W ocenie PKW, "dość jasno rysuje się podział na działania wewnątrzpartyjne, odbywające się na zjazdach, kongresach i zebraniach partii, w tym na spotkaniach z członkami partii, którzy np. mają wypowiedzieć się w tzw. prawyborach, oraz na działania agitacyjne, skierowane do szerokiego kręgu odbiorców, w których krytykowani są inni potencjalni kandydaci na prezydenta".
To musi regulować prawo
Iwona Śledzińska-Katarasińska (PO) z komisji nadzorującej prawybory w Platformie ocenia, że stanowisko PKW świadczy o "niedoskonałości obowiązujących regulacji prawnych". "Być może w przyszłości warto byłoby - na przykład w ordynacji wyborczej zapisać uregulowania dotyczące prawyborów" - powiedziała posłanka PO.
REKLAMA
Rzecznik klubu PiS Mariusz Błaszczak uważa z kolei, że PKW powinna doprecyzować swoje stanowisko. "Z komunikatu PKW wynika, że kampania wyborcza nie powinna być prowadzona przed ogłoszeniem terminu wyborów. Jednocześnie PKW uchyla się od interwencji w tej sprawie" - powiedział Błaszczak.

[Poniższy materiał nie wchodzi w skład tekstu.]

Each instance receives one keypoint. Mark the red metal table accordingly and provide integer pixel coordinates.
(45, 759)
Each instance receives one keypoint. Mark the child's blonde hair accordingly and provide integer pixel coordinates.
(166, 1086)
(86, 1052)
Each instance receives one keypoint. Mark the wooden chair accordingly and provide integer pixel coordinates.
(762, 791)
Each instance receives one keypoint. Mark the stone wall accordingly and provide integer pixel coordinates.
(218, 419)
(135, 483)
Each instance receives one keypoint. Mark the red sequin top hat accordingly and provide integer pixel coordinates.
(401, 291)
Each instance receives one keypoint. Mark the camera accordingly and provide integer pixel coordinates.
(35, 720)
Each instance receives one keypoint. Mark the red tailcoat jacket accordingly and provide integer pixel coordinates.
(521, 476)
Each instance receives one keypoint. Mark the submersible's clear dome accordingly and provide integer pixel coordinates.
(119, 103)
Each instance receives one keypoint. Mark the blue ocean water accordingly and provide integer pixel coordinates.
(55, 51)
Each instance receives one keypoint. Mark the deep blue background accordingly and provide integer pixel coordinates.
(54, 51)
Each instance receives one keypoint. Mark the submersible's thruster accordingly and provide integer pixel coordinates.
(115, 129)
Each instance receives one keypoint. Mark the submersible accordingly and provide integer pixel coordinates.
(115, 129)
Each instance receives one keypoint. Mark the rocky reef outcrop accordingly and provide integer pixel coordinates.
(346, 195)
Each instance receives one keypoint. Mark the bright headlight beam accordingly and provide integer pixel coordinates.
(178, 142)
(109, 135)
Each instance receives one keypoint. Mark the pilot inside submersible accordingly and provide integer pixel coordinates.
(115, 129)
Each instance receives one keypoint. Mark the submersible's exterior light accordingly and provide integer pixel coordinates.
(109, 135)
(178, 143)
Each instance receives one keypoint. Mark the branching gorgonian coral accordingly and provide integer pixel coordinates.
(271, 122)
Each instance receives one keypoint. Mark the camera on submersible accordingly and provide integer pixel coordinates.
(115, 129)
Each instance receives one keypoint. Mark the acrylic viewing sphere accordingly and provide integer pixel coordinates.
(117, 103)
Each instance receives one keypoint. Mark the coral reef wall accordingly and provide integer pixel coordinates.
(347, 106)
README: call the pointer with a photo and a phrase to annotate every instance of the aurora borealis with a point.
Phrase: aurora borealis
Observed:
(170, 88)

PKW powinna interweniować wcześniej
W opinii szefowej sztabu kandydata SLD na prezydenta Jerzego Szmajdzińskiego, Jolanty Szymanek-Deresz to dobrze, że PKW wydała tego typu stanowisko, jednak - jak oceniła - trochę zbyt późno.
"Dobrze, że są takie wytyczne, taka interpretacja, szkoda tylko, że pod koniec kampanii prawyborczej w PO, tuż przed podjęciem decyzji, bo wydaje mi się, że to głównie właśnie przedstawiciele Platformy zainicjowali taką formę już otwartej kampanii" - podkreśliła Szymanek-Deresz.